Speaking of euphoria, while mining is where it isn’t and technology is where it is, banking remains in the confounding middle ground. Positioning in the sector has been costly in relative performance terms and we continue to try to understand whether we have made grievous errors or whether this performance is transitory. The Westpac (ASX: WBC) annual result has provided us some incremental data on this front. The picture remains fairly consistent; pre-provision operating profits are fairly flat, with still growing loan balances and fairly flat net interest margins delivering minimal revenue growth. Operating expenses remain on a higher trajectory than revenue and negligible bad debts are rescuing the net profit line.
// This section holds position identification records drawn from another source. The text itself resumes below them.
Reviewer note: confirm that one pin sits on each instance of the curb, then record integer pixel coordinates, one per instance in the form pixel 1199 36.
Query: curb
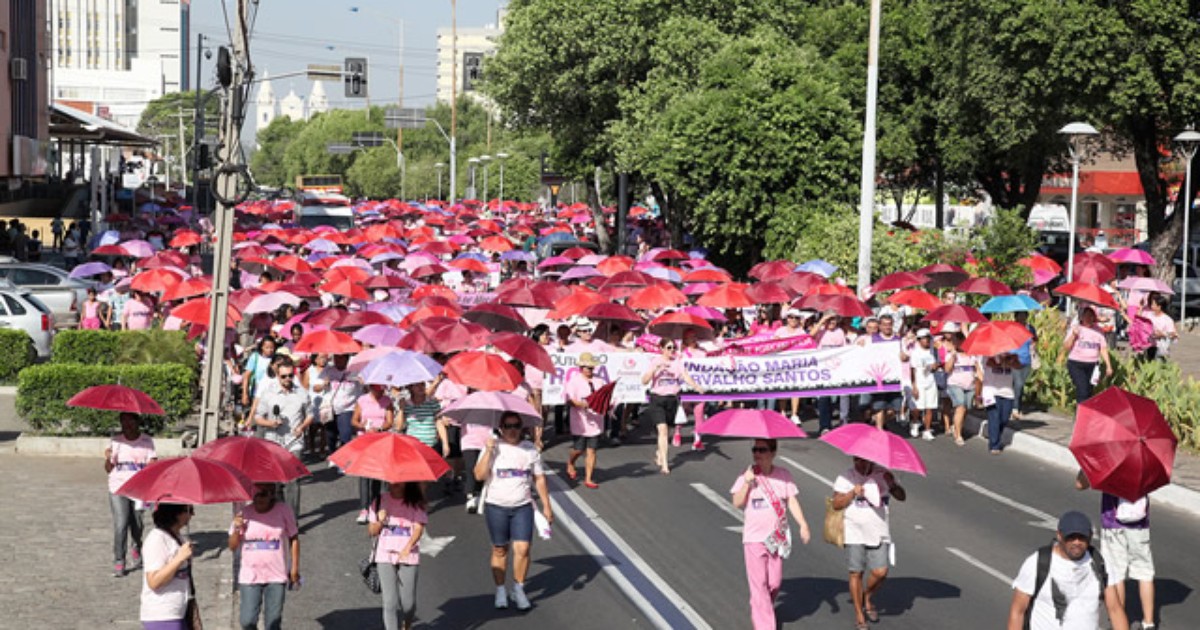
pixel 1054 454
pixel 60 447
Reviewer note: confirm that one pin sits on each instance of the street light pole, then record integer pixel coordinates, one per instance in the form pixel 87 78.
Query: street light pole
pixel 867 199
pixel 1077 133
pixel 1189 139
pixel 502 157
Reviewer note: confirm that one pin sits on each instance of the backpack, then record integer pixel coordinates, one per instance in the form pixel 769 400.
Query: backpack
pixel 1043 573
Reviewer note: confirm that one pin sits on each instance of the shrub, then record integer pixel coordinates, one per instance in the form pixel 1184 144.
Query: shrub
pixel 16 352
pixel 87 347
pixel 132 347
pixel 43 390
pixel 1162 382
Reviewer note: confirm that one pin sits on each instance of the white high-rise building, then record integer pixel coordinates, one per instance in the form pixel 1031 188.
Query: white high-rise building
pixel 117 55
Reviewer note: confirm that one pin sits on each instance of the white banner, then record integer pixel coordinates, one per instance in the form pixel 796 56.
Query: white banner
pixel 624 367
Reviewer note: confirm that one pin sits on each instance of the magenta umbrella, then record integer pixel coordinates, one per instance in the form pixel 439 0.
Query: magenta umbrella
pixel 759 424
pixel 876 445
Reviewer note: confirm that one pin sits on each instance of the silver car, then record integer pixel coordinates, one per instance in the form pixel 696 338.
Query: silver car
pixel 19 310
pixel 53 286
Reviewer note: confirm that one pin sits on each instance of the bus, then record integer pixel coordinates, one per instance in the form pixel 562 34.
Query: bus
pixel 319 184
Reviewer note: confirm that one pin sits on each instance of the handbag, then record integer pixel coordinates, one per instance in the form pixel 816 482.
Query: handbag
pixel 367 567
pixel 835 525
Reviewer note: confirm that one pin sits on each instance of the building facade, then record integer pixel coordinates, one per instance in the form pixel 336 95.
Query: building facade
pixel 24 112
pixel 119 54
As stressed exposures continue to rise while bad debt charges fall, it seems difficult to believe an economy with extremely high levels of housing leverage can translate into one with no bad debts in perpetuity, particularly as house prices have stopped rising. In line with the earlier described trends towards valuation gaps which we struggle to explain, though Westpac financial performance remains slightly inferior to that of CBA (ASX: CBA), we struggle to transform a balance sheet of very similar size and structure and profit and ROE about 25-35% below the market leader into a bank which is worth less than half as much. The more momentum inclined investors might call it a ‘quality premium’. We’re a little more inclined to side with market inefficiency. Removing the multiple differential between CBA and Westpac would see about $90bn or 40% wiped off the CBA valuation.
Market outlook
Maintaining rationality isn’t getting any easier. The durability and regularity with which the same thematics have dominated market performance add greatly to the challenge. Whether you’re playing a sport or running a business, losing a lot is draining. When it comes to data sets for listed equity market investors we have one vast and rich one; share prices. Measured every micro second and used to determine the value of every holding, they are the most important in driving emotions. Those which provide more reliable yardsticks of value are provided far less regularly in the form of earnings reports and audited accounts. Even these are subject to interpretation and manipulation. A lot goes on between ‘adjusted EBITDA’ and reported Net Profit After Tax. Multiples are the link between the earnings and the share prices. We have stood by as these multiples have seemingly lost their grounding as considered discount rates on sensible expectations of the future and become slaves to the next piece of ‘data’ and expected share price direction. Adhering to fundamentals has been far more painful than in years gone by.
Overall measures of valuation remain extended, while most measures of investor sentiment would suggest now is a time for great caution. Nevertheless, as the market valuation increments referred to earlier illustrate, this euphoria has been narrow in its focus, with large segments of the equity market relatively unaffected. Staying rational has rarely been more difficult, but possibly never been more important.